Advantageous effects
The invention provides a method for purifying uracil compounds, which realizes the purification of crude uracil compounds by optimizing recrystallization purification conditions and combining with an improved pulping purification process, and the process is convenient for kilogram-level or higher-scale amplification reaction, improves the production efficiency and reduces the purification cost. Particularly, the invention adopts the solid crude product of primary purification, effectively reduces the impurity content, improves the product form and is convenient for recrystallization. And a gradient recrystallization process is adopted subsequently to further purify the product, and the size of the solid form is optimized by controlling the recrystallization condition, so that during subsequent pulping and purification, re-dissolution-precipitation is realized on solid particles in operable time, pigment molecules coated and clamped in the particles are dissolved in acetone, the full purification of the product is realized, and pigment impurities coated in the particles and difficult to remove by common recrystallization or pulping technical means are removed.
Compared with other solvents, the acetone adopted as the pulping solvent has good solubility to pigment molecules and proper solubility to products, so that the surface of the solid particles is dissolved and recrystallized within an operable time in the pulping process, the pigment in the particles is completely dissolved in the acetone, and the uracil compound with high purity is obtained.

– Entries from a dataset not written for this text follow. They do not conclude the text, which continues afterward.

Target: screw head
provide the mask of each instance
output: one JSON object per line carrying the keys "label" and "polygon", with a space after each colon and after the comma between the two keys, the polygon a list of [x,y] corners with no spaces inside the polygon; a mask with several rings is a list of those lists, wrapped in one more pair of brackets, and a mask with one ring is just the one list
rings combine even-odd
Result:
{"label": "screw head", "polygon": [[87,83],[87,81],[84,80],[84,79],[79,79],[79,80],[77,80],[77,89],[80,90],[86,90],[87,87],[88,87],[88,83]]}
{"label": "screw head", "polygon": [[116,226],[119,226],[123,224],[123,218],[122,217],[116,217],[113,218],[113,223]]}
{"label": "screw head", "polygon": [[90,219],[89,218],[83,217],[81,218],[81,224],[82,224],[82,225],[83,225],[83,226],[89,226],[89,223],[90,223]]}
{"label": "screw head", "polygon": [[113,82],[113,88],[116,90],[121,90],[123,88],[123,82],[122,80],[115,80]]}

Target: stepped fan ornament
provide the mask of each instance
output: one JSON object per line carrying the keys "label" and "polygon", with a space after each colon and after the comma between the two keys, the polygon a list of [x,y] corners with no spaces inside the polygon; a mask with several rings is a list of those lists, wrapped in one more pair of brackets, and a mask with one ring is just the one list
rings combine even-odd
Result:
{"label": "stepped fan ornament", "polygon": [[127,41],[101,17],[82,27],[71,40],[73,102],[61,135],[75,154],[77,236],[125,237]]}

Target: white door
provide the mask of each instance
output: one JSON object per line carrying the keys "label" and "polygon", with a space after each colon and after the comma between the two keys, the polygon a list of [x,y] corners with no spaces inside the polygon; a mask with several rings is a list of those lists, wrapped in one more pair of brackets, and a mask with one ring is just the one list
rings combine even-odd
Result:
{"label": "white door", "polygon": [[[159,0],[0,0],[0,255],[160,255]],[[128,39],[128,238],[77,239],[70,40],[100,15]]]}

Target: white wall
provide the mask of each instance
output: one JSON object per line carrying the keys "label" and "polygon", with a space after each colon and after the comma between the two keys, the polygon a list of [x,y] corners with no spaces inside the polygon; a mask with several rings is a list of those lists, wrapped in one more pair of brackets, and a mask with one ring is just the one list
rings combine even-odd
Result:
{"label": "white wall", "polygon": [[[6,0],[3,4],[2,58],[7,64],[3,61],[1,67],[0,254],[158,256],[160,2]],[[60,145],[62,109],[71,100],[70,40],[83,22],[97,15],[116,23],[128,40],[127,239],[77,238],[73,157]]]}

The purity of the uracil compound obtained by purification according to the technical scheme can reach 99.9%, so that the purification method provided by the technical scheme overcomes the defects of low column chromatography purification efficiency and high cost in the prior art, also overcomes the defect that impurity molecules in the uracil compound cannot be completely removed by pulping or recrystallization in the prior art, and remarkably improves the purification efficiency and purification effect of the uracil compound. Compared with other purification processes, especially column chromatography purification, the process is more suitable for kilogram-level or ton-level scale production, and the production cost is reduced.
If you are looking for more details, kindly visit uracil raw materials.